Irish-Australian clergyman

Andrew Killian (26 October 1872 - 28 June 1939) was an Irish clergyman and the fourth Archbishop of Adelaide. Born and ordained in Ireland, Killian moved to Australia, where he became Bishop of Port Augusta before succeeding Robert Spence as Archbishop of Adelaide.

== Early life ==

Andrew Killian was born on 26 October 1872 in Edenderry, County Offaly, Ireland. Son of Nicholas Killian and his wife Eliza Josephine, née Ryan, Killian was educated at Mungret College, Limerick and St Patrick's College, Carlow. He received a Bachelor of Arts degree from the Royal University of Ireland in 1894, and was ordained a Catholic priest on 4 June 1898.

In late 1898, Killian came to Australia where his first appointment was as an assistant priest in Bourke, New South Wales. In 1907, he was transferred to Broken Hill where he demonstrated abilities as a parish administrator, clearing the debt of the parish, overseeing the construction of a school and eventually becoming Vicar General of the diocese.

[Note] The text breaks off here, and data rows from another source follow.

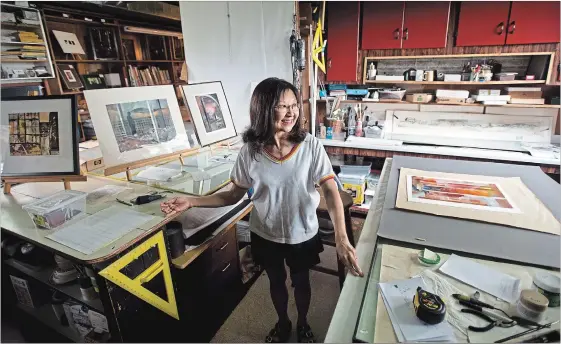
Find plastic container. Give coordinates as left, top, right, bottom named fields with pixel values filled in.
left=516, top=289, right=549, bottom=322
left=532, top=271, right=561, bottom=307
left=23, top=190, right=88, bottom=229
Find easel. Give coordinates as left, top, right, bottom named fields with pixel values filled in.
left=2, top=174, right=88, bottom=195
left=103, top=148, right=199, bottom=182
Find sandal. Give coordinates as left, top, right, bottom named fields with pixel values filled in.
left=296, top=324, right=316, bottom=343
left=265, top=321, right=292, bottom=343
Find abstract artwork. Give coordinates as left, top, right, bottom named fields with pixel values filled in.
left=0, top=95, right=80, bottom=177
left=106, top=99, right=176, bottom=152
left=8, top=112, right=59, bottom=156
left=407, top=175, right=520, bottom=213
left=181, top=81, right=237, bottom=146
left=195, top=93, right=226, bottom=133
left=84, top=85, right=191, bottom=167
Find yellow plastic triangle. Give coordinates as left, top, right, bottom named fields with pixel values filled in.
left=99, top=231, right=179, bottom=320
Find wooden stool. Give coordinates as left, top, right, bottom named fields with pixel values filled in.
left=312, top=189, right=355, bottom=289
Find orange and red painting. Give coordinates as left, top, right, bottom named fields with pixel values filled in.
left=407, top=176, right=519, bottom=212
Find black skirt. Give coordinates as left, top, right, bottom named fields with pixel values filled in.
left=251, top=232, right=323, bottom=273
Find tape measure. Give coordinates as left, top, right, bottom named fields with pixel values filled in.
left=413, top=287, right=446, bottom=325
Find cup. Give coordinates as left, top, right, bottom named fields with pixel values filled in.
left=423, top=70, right=434, bottom=81
left=415, top=69, right=425, bottom=81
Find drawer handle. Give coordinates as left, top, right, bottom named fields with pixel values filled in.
left=496, top=22, right=505, bottom=36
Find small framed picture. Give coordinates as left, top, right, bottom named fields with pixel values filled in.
left=58, top=64, right=84, bottom=90
left=81, top=74, right=105, bottom=90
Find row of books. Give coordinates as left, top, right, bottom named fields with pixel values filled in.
left=128, top=66, right=171, bottom=86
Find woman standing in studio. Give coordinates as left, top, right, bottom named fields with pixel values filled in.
left=161, top=78, right=363, bottom=343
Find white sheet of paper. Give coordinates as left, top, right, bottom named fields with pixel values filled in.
left=379, top=277, right=455, bottom=342
left=47, top=205, right=154, bottom=254
left=136, top=166, right=181, bottom=182
left=440, top=254, right=520, bottom=303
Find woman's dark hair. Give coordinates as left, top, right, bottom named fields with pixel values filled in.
left=243, top=78, right=306, bottom=159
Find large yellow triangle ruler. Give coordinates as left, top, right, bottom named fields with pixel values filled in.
left=99, top=231, right=179, bottom=320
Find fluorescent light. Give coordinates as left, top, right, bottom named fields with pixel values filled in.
left=124, top=26, right=183, bottom=39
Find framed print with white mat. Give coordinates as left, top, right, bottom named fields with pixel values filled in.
left=181, top=81, right=237, bottom=146
left=84, top=85, right=191, bottom=167
left=395, top=168, right=561, bottom=235
left=0, top=95, right=80, bottom=177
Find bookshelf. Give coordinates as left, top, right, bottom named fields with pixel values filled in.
left=0, top=4, right=55, bottom=84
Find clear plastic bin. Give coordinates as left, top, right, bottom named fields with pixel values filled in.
left=22, top=190, right=88, bottom=229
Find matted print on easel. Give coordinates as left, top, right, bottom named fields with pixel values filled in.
left=84, top=85, right=190, bottom=166
left=0, top=96, right=80, bottom=176
left=181, top=81, right=237, bottom=146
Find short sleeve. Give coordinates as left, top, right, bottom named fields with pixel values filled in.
left=312, top=138, right=335, bottom=186
left=230, top=147, right=253, bottom=189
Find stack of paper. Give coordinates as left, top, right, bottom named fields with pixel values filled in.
left=379, top=277, right=456, bottom=343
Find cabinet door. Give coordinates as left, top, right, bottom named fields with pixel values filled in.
left=402, top=1, right=450, bottom=49
left=456, top=1, right=510, bottom=47
left=326, top=1, right=359, bottom=81
left=361, top=1, right=405, bottom=49
left=506, top=1, right=559, bottom=44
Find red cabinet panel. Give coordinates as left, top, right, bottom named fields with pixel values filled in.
left=456, top=1, right=510, bottom=47
left=402, top=1, right=450, bottom=49
left=506, top=1, right=559, bottom=44
left=326, top=1, right=360, bottom=81
left=361, top=1, right=405, bottom=49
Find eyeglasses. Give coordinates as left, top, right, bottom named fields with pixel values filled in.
left=275, top=104, right=300, bottom=113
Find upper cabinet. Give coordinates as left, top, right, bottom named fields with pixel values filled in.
left=361, top=1, right=405, bottom=49
left=326, top=1, right=360, bottom=81
left=456, top=1, right=559, bottom=47
left=361, top=1, right=450, bottom=49
left=506, top=1, right=559, bottom=44
left=402, top=1, right=450, bottom=49
left=456, top=1, right=510, bottom=47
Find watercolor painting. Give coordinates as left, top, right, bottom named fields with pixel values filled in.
left=8, top=112, right=59, bottom=156
left=407, top=175, right=520, bottom=213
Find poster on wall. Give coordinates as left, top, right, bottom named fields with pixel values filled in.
left=84, top=85, right=190, bottom=166
left=0, top=96, right=80, bottom=176
left=182, top=81, right=237, bottom=146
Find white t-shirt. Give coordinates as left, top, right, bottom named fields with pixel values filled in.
left=230, top=134, right=335, bottom=244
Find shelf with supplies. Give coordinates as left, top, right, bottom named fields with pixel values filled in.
left=0, top=3, right=55, bottom=84
left=362, top=52, right=555, bottom=85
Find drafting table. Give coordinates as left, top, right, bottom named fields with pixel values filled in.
left=325, top=158, right=559, bottom=343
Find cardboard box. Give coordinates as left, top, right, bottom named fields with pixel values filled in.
left=405, top=93, right=433, bottom=103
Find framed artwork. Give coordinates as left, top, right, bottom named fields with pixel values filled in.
left=181, top=81, right=237, bottom=146
left=84, top=85, right=190, bottom=167
left=81, top=74, right=105, bottom=90
left=0, top=95, right=80, bottom=177
left=53, top=30, right=85, bottom=54
left=89, top=27, right=119, bottom=60
left=57, top=64, right=84, bottom=90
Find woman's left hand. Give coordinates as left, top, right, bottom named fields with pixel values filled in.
left=335, top=239, right=364, bottom=277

Killian was made a domestic prelate (monsignor) in 1919, and in 1924 was consecrated as bishop of Port Augusta, a position he held until 1933. During his time as Bishop of Port Augusta, Killian would travel over large distances to visit the scattered parishes of the rural diocese.

== Archbishop of Adelaide ==
In July 1933, Killian was appointed as coadjutor archbishop of Adelaide where he assisted the ailing Robert Spence, and after Spence died on 5 November 1934, Killian became Archbishop of Adelaide.

Killian's tenure as archbishop saw Adelaide host the National Catholic Education Congress in 1936, in part as a contribution to the celebrations of the South Australian colony's centenary. While Bishop of Port Augusta, Killian had attended Catholic conferences in Chicago and Dublin, and endeavoured to use the Congress to project South Australian Catholic enthusiasm and make a case for increased public funding of Catholic education. The event took place over one week in November 1936 and hosted bishops and archbishops from Australia and New Zealand, as well as the apostolic delegate to Australia Giovanni Panico. Leading Catholic educators presented papers, and the Congress concluded with a procession of 100,000 people along King William Street. When reflecting on his time as archbishop, Killian listed the conference as one of his proudest achievements, along with the re-opening of Mary MacKillop's school and convent in Penola.

In the last year of his life, Killian suffered from cancer, and on 28 June 1939 he died while undergoing surgery in St Vincent's Private Hospital Melbourne. He was succeeded by Matthew Beovich, who was consecrated as archbishop in early 1940.